А девочка сейчас же высунула емками горшок из печи, перебудила своих младших, — сели за стол и начали есть.
И всего своего братца они съели бы без остаточка, но только кому-то из них к концу стола попалась нераскинувшаяся в кипятке ручка или ножка ребенка, и они по этой ножке или ручке узнали, что едят «человечину»…

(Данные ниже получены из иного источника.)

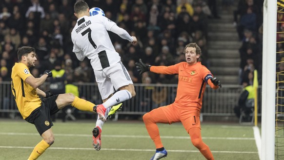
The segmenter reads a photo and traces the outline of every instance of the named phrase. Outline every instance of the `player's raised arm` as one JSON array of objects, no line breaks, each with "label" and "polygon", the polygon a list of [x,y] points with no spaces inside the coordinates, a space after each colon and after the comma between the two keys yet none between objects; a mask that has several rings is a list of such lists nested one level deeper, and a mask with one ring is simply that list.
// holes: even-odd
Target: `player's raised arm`
[{"label": "player's raised arm", "polygon": [[217,79],[216,77],[210,78],[209,80],[210,80],[207,81],[207,83],[208,84],[210,85],[211,88],[216,89],[218,88],[219,87],[220,88],[222,88],[221,82],[219,80]]},{"label": "player's raised arm", "polygon": [[29,84],[34,88],[40,86],[48,77],[52,76],[52,72],[50,70],[45,70],[41,77],[35,78],[32,75],[29,76],[25,80],[25,82]]},{"label": "player's raised arm", "polygon": [[114,25],[109,31],[116,34],[124,40],[128,40],[133,45],[137,43],[137,39],[135,36],[130,36],[126,31],[118,26],[116,24]]}]

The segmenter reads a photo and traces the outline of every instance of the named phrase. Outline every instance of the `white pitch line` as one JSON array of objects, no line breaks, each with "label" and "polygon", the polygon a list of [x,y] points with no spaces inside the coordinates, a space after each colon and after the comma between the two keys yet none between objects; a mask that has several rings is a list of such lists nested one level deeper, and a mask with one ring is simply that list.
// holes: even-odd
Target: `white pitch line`
[{"label": "white pitch line", "polygon": [[[0,146],[0,148],[19,148],[19,149],[33,149],[34,147],[25,146]],[[61,149],[61,150],[94,150],[91,148],[70,148],[70,147],[50,147],[48,149]],[[137,152],[153,152],[155,149],[122,149],[122,148],[101,148],[101,150],[105,151],[137,151]],[[199,152],[198,150],[167,150],[169,152]],[[211,151],[213,153],[240,153],[240,154],[256,154],[257,152],[242,152],[242,151]]]},{"label": "white pitch line", "polygon": [[[17,136],[35,136],[40,135],[38,133],[12,133],[12,132],[0,132],[2,135],[17,135]],[[55,136],[63,137],[90,137],[91,134],[54,134]],[[91,136],[90,136],[91,135]],[[102,137],[111,138],[150,138],[149,136],[135,136],[135,135],[102,135]],[[189,136],[161,136],[162,139],[190,139]],[[203,140],[254,140],[254,138],[244,137],[203,137]]]}]

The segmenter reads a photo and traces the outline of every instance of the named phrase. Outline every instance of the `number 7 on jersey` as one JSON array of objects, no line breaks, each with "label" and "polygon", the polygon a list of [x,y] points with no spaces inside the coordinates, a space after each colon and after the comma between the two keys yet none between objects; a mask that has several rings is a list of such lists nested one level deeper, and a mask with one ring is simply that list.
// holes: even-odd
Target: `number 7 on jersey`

Тут они бросились бежать вон из избы, но только что отворили дверь, как смотрят — мать их в сенцах висит удавившись, подцепив веревку за решетину в снятой крыше.
В другом же селе вышло будто дело еще страшнее: там будто бы «внучки съели свою бабушку».
Обе эти новости принес в деревню и рассказывал всем на удивленье и на страх сухорукий Ефим, у которого было особенное, очень приятное положение. Его называли «прощенник», потому что он когда-то, еще при прежних господах, сделал очень большой грех: украл и один, ни с кем не поделясь, съел целый артос, и за это он был три года скорчен, но потом госпожа ездила куда-то к святыне и возила этого Ефима с собой, и он там исцелился. «Бог его простил»: корча от него была отнята, но для памяти о его грехе у него рука усохла, так что работать ему было невозможно. С тех пор Ефим не жил оседло, а все ходил по святым местам, «молился и презвищал». Ефим был мастер рассказывать, но в основе его рассказов часто бывало много вздора, и врал он, ничем не стесняясь, как будто ему и не было прощения. Точно так же он наврал и о сваренном ребенке и о старухе, которую съели внучки. Но наврал он не все от своего ума, а взял нечто и от других людей, среди которых оба эти рассказа сложились эпически, и в основу их фабулы легли некоторые действительные происшествия, которые в их натуральной простоте были гораздо более ужасны, чем весь приведенный вымысел с Ефимовой раскраской.